I feel next to nothing, i feel shattered and tormented by it. Now the question will not stop replaying over and over in my mind, Did he even care? the question that had been rotting my whole brain to its core. He must've cared right? otherwise he wouldn't have bought me a car, or was that just a distraction or some sort of scheme he was planning since the hotel.

Did he not like me? Was i the problem? Was i too much for him? Or was he just too much for me and wanted far away from me as possible. I can never understand why he left, i've been notified about nothing. There are no divorce papers, no calls, no emails. He's vanished from my life like rain on a sunny day.

But what did i do? I'm nothing now, he's left me. He was my forever person, the person i loved to infinity and over, the man that i had dreamed of since i were only a girl. The love of my life, my true soulmate, but yet still, i was left next to nothing.

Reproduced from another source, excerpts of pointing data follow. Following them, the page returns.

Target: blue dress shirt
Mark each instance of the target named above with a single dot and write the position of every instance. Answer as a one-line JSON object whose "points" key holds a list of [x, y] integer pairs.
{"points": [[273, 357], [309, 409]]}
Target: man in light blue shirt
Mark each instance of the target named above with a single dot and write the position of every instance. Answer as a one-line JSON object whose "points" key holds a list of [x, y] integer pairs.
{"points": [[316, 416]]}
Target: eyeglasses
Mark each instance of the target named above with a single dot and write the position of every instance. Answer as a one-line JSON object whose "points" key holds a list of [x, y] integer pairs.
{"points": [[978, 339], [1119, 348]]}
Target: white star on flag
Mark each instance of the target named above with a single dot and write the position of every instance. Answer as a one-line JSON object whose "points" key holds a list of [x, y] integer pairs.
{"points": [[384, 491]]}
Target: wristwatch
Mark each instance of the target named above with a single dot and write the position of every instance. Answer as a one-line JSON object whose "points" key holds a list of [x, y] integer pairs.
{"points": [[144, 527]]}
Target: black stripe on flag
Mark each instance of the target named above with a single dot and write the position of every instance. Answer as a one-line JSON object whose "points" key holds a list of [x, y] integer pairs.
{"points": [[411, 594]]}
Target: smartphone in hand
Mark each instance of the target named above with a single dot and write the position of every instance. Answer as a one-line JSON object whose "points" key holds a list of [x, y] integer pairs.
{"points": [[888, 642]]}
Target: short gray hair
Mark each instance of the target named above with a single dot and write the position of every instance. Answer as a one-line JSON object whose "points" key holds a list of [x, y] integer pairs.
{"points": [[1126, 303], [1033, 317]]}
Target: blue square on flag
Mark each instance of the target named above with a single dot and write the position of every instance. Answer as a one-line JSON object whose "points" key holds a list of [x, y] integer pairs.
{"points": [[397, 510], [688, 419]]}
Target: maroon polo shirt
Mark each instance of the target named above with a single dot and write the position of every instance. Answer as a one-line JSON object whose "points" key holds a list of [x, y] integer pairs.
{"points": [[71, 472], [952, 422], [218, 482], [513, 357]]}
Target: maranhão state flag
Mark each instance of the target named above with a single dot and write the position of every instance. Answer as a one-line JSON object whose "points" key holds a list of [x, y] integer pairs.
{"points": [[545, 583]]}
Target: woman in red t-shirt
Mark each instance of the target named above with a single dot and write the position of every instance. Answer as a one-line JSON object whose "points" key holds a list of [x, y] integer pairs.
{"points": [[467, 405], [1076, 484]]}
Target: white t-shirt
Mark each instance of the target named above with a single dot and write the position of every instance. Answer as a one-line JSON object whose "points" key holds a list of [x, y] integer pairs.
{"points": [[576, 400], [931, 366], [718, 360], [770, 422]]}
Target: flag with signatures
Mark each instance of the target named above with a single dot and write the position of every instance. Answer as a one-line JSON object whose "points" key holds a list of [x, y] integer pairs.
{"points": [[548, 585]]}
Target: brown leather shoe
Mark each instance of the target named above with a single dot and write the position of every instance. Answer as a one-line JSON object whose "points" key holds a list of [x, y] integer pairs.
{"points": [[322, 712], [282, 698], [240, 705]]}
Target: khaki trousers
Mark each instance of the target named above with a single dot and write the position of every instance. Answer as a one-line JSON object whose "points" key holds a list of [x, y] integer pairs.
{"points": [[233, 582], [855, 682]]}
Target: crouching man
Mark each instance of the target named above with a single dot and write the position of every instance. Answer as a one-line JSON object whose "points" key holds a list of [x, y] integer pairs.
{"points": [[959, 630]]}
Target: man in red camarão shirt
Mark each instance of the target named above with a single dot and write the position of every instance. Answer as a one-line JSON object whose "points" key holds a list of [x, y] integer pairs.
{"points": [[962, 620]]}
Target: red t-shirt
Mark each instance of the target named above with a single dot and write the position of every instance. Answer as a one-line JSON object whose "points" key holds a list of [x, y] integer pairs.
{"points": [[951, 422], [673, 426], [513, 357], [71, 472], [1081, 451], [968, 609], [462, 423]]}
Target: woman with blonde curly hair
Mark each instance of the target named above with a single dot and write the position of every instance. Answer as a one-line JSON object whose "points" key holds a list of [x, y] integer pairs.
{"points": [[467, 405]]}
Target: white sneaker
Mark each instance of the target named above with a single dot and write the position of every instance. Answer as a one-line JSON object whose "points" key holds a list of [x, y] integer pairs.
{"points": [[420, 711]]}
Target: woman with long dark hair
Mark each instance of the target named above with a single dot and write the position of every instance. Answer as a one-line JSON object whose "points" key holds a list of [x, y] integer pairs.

I manage to pull myself out of bed for the first time in 11 days. I begin to walk down the stairs and see my mother in the living room. As my foot slowly reaches the bottom step i feel a flood of water rush out of me. "MOTHER!!" I scream, feeling my womb contract. "HONEY YOUR WATER HAS  BROKE, LET ME DRIVE YOU TO TE HOSPITAL AS SOON AS POSSIBLE!" She shouts, leading me into my car outside.

I pull myself in the backseat, laid on my back holding my stomach, aching and clenching my teeth in sudden pain. The 4 minute drive feels like 4 hours. We arrive and i am helped out of the car by my mother. We walk into the hospital, getting a doctor to take me to the birthing centre.
I lye myself down on the hospital bed, with the doctors at my feet.

My mother stands beside me, holding my hand and stroking my hair back. I scream and yell in pure agony, I'm put on gas and air to help the situation. But before i knew it, he was here, my beautiful baby boy. They bring him to my cheek before, wrapping him up and circumcising him, as that was my choice.

I hold him in my arms, still holding the thought of Dean in my head. Thinking that if Dean was here he'd laugh in my face and accuse me of cheating. A part of me misses his rudeness, maybe because that's all i was really used to from him. But i miss his company, and his comforting Scouse voice. And his stringy brunette hair that tucked at the back of his head. I miss him. I miss him so much.